A couple of days later, as I was sitting with some friends at our usual table at Blue State on York, my special spatial calendar came to occupy my thoughts once again. I had completely zoned out of the conversation my friends were having when, suddenly, something caught my attention.

“Um … It must have been … January!” one of my friends remarked, pointing just above her left arm.

I was taken aback and immediately asked her to explain why she was pointing there. Soon we discovered that we both share this weird mapping of time onto space, and not long after that, we discovered our “condition” had a name: spatial sequence synesthesia.

Instances and depictions of synesthesia are much more common than most of us realize. Seeing how synesthesia is statistically more common among artists, there are many works of art that are inspired, or are thought to be inspired by, synesthetic experiences.

One of the most memorable animated movie scenes of my childhood is, without a doubt, the scene in “Ratatouille” where Remy is eating a cube of cheese and a grape while fireworks of colors explode on the screen. As he tastes the cheese, Remy closes his eyes and witnesses soft swirling hues of yellow, while the grape triggers a sharper, more explosive set of purplish combinations. This scene is inspired by the experience of people who have color-gustatory synesthesia, a type of synesthesia that associates tastes with specific colors.

Many famous artists, such as Billy Joel, Lady Gaga and Alessia Cara, among others, are thought to be synesthetes. Vincent Van Gogh was also likely a synesthete, and some think “Starry Night,” one of his most famous works, portrays his own synesthetic perception of the world. Van Gogh experienced chromesthesia, meaning that he associated certain sounds with colors, which is thought to be reflected in his works.

Annie Dickinson is a singer, songwriter and composer who experiences a very similar kind of synesthesia to Van Gogh’s. Annie can see people’s voices in distinct, individualized colors. This allows her to perceive changes in people’s moods and emotional states, since they are depicted as slight variations to their normal hues. However, much like most synesthetes, Annie did not realize that people perceived the world differently from how she did until much later in her life.

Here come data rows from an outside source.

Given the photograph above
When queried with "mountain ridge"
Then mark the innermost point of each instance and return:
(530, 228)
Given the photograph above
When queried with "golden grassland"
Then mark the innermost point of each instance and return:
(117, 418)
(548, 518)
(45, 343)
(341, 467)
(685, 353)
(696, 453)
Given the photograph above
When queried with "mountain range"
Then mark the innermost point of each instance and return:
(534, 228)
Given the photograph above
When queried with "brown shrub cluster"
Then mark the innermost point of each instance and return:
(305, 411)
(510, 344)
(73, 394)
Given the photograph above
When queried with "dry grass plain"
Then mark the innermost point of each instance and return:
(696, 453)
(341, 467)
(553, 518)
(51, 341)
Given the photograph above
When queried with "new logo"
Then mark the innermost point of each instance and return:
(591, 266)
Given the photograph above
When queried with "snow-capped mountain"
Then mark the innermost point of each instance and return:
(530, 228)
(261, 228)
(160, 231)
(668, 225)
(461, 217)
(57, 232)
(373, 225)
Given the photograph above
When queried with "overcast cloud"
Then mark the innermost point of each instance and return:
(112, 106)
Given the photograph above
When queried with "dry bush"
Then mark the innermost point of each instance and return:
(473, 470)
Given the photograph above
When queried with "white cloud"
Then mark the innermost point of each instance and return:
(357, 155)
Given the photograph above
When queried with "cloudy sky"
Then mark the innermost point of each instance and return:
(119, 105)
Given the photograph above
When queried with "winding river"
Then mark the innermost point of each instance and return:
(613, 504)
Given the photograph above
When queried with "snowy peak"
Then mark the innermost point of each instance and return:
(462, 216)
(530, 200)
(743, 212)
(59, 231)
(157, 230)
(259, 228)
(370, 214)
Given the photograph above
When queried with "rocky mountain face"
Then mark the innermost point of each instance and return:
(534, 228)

It is fascinating to me that one of the most common themes across different cases of synesthesia is how people can go for years without ever realizing that the way in which they perceive the world differs from the way others view it. It really makes one reconsider the agreed upon consensus of how reality is experienced and to question the extent to which we can ever talk about universal human experiences.

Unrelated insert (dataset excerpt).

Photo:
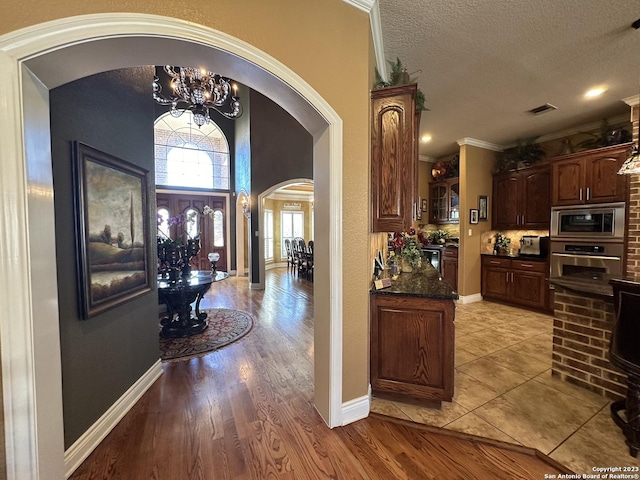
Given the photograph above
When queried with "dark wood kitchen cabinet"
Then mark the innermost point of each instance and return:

Hopefully, as we learn more about this particular neurological phenomenon, we will be able to further our understanding of different perceptions of the world and extend the ways in which we empathize with and comprehend others. While we might not all be able to taste Smarties when we hear the word synesthesia, exploring and understanding the social and neurological processes that lead some people to do so might improve our ability to relate with one another — and accept that reality might not be as objective as we have come to believe it to be.